It is open season on works from the past as producers seek to correct, or at least reimagine them.
The latest such project comes to our attention via ABC, which intends to re-create one episode apiece of “All in the Family” and “The Jeffersons” for airing live back-to-back in prime time with a cast of (mostly) A-list stars in the iconic roles of Archie and Edith Bunker and George and Louise Jefferson.
In general, works from the past that get re-staged for the present day tend to get refracted through a modern-day prism according to current events, circumstances and points of view.
This is done regardless of the works’ actual relevance to the present day. On the contrary, these remakes and re-stagings are almost always positioned as newly relevant, or just as relevant, as they were when they were first produced.
This is the way this project is being positioned in the trade press by ABC and the projects’ principals, who include Norman Lear, the shows’ original creator, and Jimmy Kimmel.
“They have said over and over again that these two shows were meant for the '70s and would not work today,” insists Lear, 96, in a comment prepared for this story published on the The Hollywood Reporter Web site last week.
This remark would have you believe that the subject of these shows’ appropriateness here in the present day is a topic of widespread discussion, if not hot debate -- which it isn’t.
This is especially true of “The Jeffersons,” which despite its African-American characters never struck most people as an “issue” show in the same mold as “All in the Family.” Today, however, suddenly “The Jeffersons” and “All in the Family” are perceived as having been cut from the same cloth.
Needless to say, Lear disagrees with these imaginary naysayers. He says he is “here to prove, with two great casts depicting ‘All in the Family’ and ‘The Jeffersons’ the timelessness of human nature. I cannot wait to see what these glorious performers make in our time of these indelible characters.”
This experiment in live, revival television is scheduled to air May 22 on ABC. This event will run for 90 minutes, which is also interesting since original episodes of both of these shows each somehow fit into 30-minute time slots way back when.
It is difficult to understand how or why they would now require 45 minutes each, unless ABC intends to pack them with more commercials than they would have had originally.
The specific episodes that Lear, Kimmel and their producers intend to re-create were not identified. This show will be titled “Live in Front of a Studio Audience: Norman Lear’s ‘All in the Family’ and ‘The Jeffersons’.”
So far, the casting includes Woody Harrelson and Marisa Tomei as Archie and Edith Bunker, who were played originally by Carroll O’Conner and Jean Stapleton. Their performances rank among the finest in all of television history, and it is not exactly going out on a limb to speculate that, no matter how hard Woody Harrelson and Marisa Tomei might try, their performances will amount to pale imitations.

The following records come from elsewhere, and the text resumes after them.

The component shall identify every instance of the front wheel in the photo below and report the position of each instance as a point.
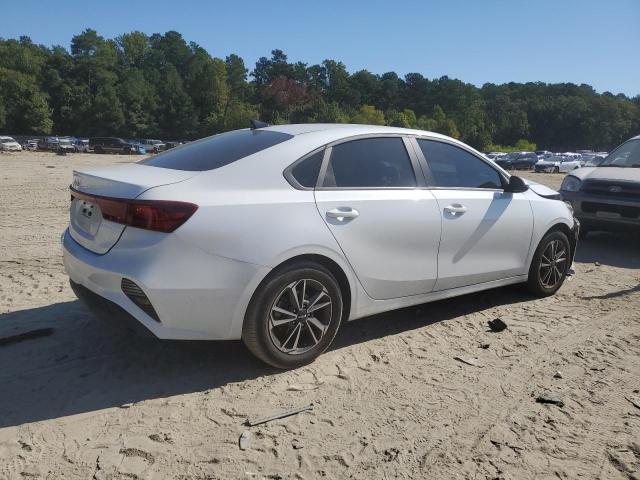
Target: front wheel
(549, 265)
(294, 316)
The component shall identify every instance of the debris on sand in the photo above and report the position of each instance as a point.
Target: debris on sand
(244, 440)
(496, 325)
(21, 337)
(550, 400)
(469, 361)
(288, 413)
(634, 401)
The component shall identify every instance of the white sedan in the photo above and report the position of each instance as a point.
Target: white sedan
(8, 144)
(277, 234)
(557, 164)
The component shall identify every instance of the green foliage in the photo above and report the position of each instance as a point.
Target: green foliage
(162, 86)
(369, 115)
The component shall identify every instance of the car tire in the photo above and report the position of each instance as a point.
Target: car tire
(281, 340)
(547, 272)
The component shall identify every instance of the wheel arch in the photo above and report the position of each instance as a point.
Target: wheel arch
(336, 270)
(340, 270)
(558, 226)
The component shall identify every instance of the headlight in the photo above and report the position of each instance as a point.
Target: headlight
(570, 184)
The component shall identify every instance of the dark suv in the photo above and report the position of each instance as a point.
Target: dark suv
(111, 145)
(607, 197)
(518, 160)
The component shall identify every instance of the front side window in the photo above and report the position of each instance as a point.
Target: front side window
(453, 167)
(217, 151)
(370, 163)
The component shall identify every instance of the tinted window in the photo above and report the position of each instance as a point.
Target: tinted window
(217, 151)
(371, 162)
(306, 172)
(454, 167)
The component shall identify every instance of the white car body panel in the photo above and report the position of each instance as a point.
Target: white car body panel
(490, 241)
(201, 278)
(395, 261)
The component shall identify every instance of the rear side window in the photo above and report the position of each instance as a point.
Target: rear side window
(454, 167)
(306, 172)
(370, 163)
(217, 151)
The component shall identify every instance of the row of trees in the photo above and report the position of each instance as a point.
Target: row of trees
(161, 86)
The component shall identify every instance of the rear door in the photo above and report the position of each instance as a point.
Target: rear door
(372, 198)
(486, 232)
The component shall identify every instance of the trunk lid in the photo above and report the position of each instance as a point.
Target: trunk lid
(87, 226)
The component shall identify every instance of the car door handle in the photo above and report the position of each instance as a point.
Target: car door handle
(455, 208)
(343, 213)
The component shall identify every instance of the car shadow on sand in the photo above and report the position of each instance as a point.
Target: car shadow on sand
(76, 363)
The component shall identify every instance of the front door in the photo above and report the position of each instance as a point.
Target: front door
(486, 232)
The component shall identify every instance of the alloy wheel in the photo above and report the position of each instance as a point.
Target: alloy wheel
(300, 316)
(553, 264)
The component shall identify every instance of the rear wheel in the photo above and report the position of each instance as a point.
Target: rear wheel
(549, 265)
(294, 316)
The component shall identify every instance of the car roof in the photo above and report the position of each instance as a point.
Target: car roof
(330, 132)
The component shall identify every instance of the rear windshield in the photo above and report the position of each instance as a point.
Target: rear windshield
(217, 151)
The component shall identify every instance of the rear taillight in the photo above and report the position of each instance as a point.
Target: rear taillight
(157, 215)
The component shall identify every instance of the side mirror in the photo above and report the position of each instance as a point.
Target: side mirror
(516, 185)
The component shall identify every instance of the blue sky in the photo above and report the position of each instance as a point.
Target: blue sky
(581, 41)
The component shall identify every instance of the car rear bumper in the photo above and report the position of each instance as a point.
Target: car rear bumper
(606, 213)
(195, 295)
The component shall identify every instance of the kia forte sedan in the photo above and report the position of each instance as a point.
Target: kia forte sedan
(277, 234)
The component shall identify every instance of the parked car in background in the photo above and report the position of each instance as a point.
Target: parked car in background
(31, 144)
(343, 221)
(82, 145)
(152, 146)
(112, 145)
(518, 161)
(542, 154)
(8, 144)
(596, 159)
(65, 145)
(48, 143)
(573, 156)
(556, 164)
(607, 197)
(137, 147)
(495, 155)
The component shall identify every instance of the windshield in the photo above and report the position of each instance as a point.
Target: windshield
(625, 156)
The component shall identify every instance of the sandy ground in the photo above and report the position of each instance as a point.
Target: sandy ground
(389, 400)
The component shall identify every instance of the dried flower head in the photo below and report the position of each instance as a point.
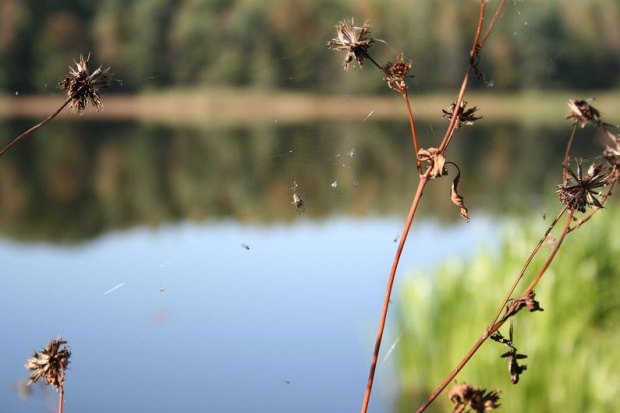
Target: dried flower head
(465, 117)
(580, 191)
(514, 368)
(51, 364)
(397, 73)
(612, 149)
(81, 85)
(465, 396)
(582, 113)
(354, 40)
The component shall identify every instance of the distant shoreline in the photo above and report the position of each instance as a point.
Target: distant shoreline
(238, 106)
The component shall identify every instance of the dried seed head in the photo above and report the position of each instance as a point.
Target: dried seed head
(579, 192)
(354, 40)
(81, 85)
(51, 364)
(582, 113)
(465, 117)
(464, 395)
(612, 149)
(397, 73)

On the “Jefferson” side of this special, Jamie Foxx is set to play George and Wanda Sykes will play Louise, better known to a generation of TV viewers as Weezy. This pairing might do marginally better in the roles made famous by Sherman Hemsley and Isabel Sanford than Harrelson and Tomei will do playing the Bunkers.
But the real question surrounding these remakes is how or if they will be altered to accommodate the many social tensions -- both real and imagined -- that provoke and animate so much overheated discussion here in the present day.
In fact, one question worth pondering is this one: If social media and its millions of self-appointed judges and juries existed in the 1970s, would “All in the Family” have been able to withstand the instant, angry criticism it no doubt would have generated? The answer is no. Of course it wouldn’t.